Купол Санта Мария дель Фьоре изнутри темный. Ну ладно, не совсем темный, точнее - затененный. Притемненный. Притушенный. На многочисленных фотографиях подкупольной росписи все выглядит куда светлее, чем на самом деле. На самом деле - ну, может, и не всегда так...
...но в лучшем случае вот примерно таким образом.
Странное какое-то небо. "Открытый, светлый, розово-белый снаружи - внутри купол скрыт во мраке. Яркий фокусированный свет центрального окуло не рассеивает тьмы подкупольного пространства, подобного огромному темному своду пещеры".
На случайность не получается списать по двум причинам. Во-первых, разговоры о недостаточном освещении купола изнутри начались практически сразу после принятия модели Брунеллески.
Еще в 1420 году модель и зашифрованная строительная программа Брунеллески подверглись резкой и, как показало будущее, справедливой критике со стороны Джованни Герардо да Прато, в свое время дружившего с маньяком и участвовавшего в той самой истории с супер-розыгрышем бедного резчика Грассо. Критик, между прочим, назначенный внештатным (то есть не получавшим жалованья) заместителем Гиберти, утверждал, что восьми круглых окон барабана и центрального окуло купола будет недостаточно для нормального освещения как собственно купола, так и подкупольного пространства, и предлагал выдвинутый Гиберти вариант - разместить под карнизом октагона дополнительное световое кольцо окон. Сам Гиберти в открытую полемику с Филиппо не лез - им еще предстояло долго работать друг с другом.
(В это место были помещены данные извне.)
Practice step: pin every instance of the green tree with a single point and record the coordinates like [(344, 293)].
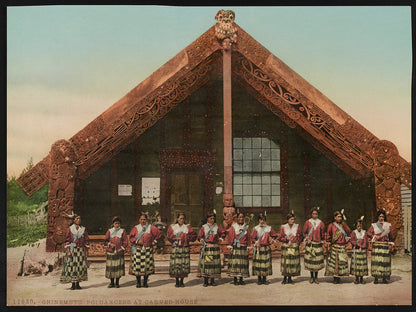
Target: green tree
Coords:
[(18, 202)]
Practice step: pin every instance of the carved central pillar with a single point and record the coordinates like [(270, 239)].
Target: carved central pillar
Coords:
[(226, 33), (61, 193)]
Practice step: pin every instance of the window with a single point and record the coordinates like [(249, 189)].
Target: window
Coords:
[(256, 172)]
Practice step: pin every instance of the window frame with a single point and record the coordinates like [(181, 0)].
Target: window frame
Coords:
[(283, 173)]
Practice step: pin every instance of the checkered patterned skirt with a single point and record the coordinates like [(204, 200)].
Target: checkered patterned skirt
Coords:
[(114, 266), (238, 262), (314, 256), (262, 261), (75, 267), (210, 262), (359, 265), (290, 264), (380, 260), (337, 261), (142, 262), (180, 264)]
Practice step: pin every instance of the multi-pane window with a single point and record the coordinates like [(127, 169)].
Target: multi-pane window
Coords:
[(256, 172)]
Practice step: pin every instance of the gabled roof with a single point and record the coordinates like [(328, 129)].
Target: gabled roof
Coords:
[(301, 106)]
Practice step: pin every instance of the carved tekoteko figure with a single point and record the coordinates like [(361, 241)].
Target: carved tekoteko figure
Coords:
[(228, 212), (225, 29)]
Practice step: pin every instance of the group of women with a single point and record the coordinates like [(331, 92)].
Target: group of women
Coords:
[(239, 239)]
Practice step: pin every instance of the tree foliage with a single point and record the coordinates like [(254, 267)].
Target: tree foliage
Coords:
[(18, 202)]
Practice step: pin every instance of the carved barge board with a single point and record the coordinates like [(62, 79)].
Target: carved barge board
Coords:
[(302, 107)]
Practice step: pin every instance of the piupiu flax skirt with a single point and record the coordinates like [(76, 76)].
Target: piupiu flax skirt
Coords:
[(238, 262), (314, 256), (380, 260), (180, 264), (114, 266), (142, 262), (290, 264), (210, 262), (359, 265), (337, 261), (262, 261), (75, 267)]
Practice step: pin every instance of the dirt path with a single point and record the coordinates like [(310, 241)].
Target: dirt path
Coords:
[(46, 290)]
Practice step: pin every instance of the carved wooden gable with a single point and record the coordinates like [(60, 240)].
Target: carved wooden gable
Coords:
[(302, 107)]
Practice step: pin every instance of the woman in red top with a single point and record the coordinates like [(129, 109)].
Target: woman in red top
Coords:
[(75, 261), (115, 243), (291, 236), (143, 236), (337, 238), (359, 266), (210, 260), (180, 234), (314, 234), (381, 236), (261, 237), (238, 241)]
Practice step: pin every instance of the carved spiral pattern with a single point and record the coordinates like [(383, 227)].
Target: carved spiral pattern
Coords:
[(294, 109)]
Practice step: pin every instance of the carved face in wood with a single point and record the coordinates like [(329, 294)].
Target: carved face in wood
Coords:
[(228, 200), (181, 219)]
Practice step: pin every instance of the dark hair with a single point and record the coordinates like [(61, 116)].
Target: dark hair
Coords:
[(116, 218), (383, 213), (143, 214), (314, 209), (261, 217), (211, 214), (290, 215), (180, 214), (338, 213)]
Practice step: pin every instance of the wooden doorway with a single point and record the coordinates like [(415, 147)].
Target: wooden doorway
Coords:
[(185, 193), (186, 184)]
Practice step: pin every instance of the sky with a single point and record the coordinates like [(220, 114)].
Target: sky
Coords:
[(68, 64)]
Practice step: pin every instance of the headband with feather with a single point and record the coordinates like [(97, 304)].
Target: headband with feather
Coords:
[(343, 215)]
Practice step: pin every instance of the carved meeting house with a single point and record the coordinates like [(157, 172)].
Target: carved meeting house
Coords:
[(224, 117)]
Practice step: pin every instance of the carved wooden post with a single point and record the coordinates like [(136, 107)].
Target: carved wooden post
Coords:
[(226, 33), (387, 177), (62, 177)]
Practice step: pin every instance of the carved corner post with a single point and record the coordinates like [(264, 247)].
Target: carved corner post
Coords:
[(306, 180), (137, 181), (226, 33), (387, 177), (61, 194)]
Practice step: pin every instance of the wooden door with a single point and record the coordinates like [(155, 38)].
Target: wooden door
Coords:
[(187, 196)]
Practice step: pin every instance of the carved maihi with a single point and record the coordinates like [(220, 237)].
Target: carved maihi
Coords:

Филиппо ринулся в бой, доказывая, что предложенное им освещение будет вполне достаточным. Поскольку при нем были верные друзья (и переводчики на человеческий язык) Донателло и Нанни ди Банко, видимо, в конце концов начальство поняло, что маньяк изволяет сказать, и с ним согласилось.
Однако через пять лет, когда купол был возведен примерно на треть высоты, последовал второй акт мерлезонского балета. Герардо да Прато подал на бывшего друга докладную записку с весьма грамотными обвинениями в профессиональной некомпетентности. А именно. "Здесь представлено круглое окно, через которое проходит луч солнца, не задерживаемый оконными стеклами, достигает пилястры на противоположной стене, преломляется и дает отраженный свет; если некоторые считают, что этот отраженный свет будет иметь такую силу, что достигнет до самого низа с высоты семидесяти брачча, то я думаю и уверен, что это невозможно, доказательства чему можно найти в трактатах Speculis и в Prospettivis; если кто-либо считает, что круглые окна дают достаточно света, то это неправильно, так как свет прерывается стеклами, пример тому мы имеем в Санта Репарата, в передней части, в окнах над дверями. Я, Джованни ди Герардо Герарди, будучи призван Оперой высказать свое мнение о своде купола, отмечаю и заявляю следующее: поскольку от круглых окон до фонаря примерно шестьдесят брачча, а своды купола не имеют окон, то следовало предвидеть, что он будет не только плохо освещенным, но темным и мрачным. Прошло уже более пяти лет с тех пор, как я выразил свое мнение по этому поводу. Нужно было сделать 24 окна над карнизом; мой рисунок до сих пор находится в Опере. Отвечая тому, кто утверждает, что это должно было ослабить свод, скажу, что считаю этого человека невежественным и неблагонадежным".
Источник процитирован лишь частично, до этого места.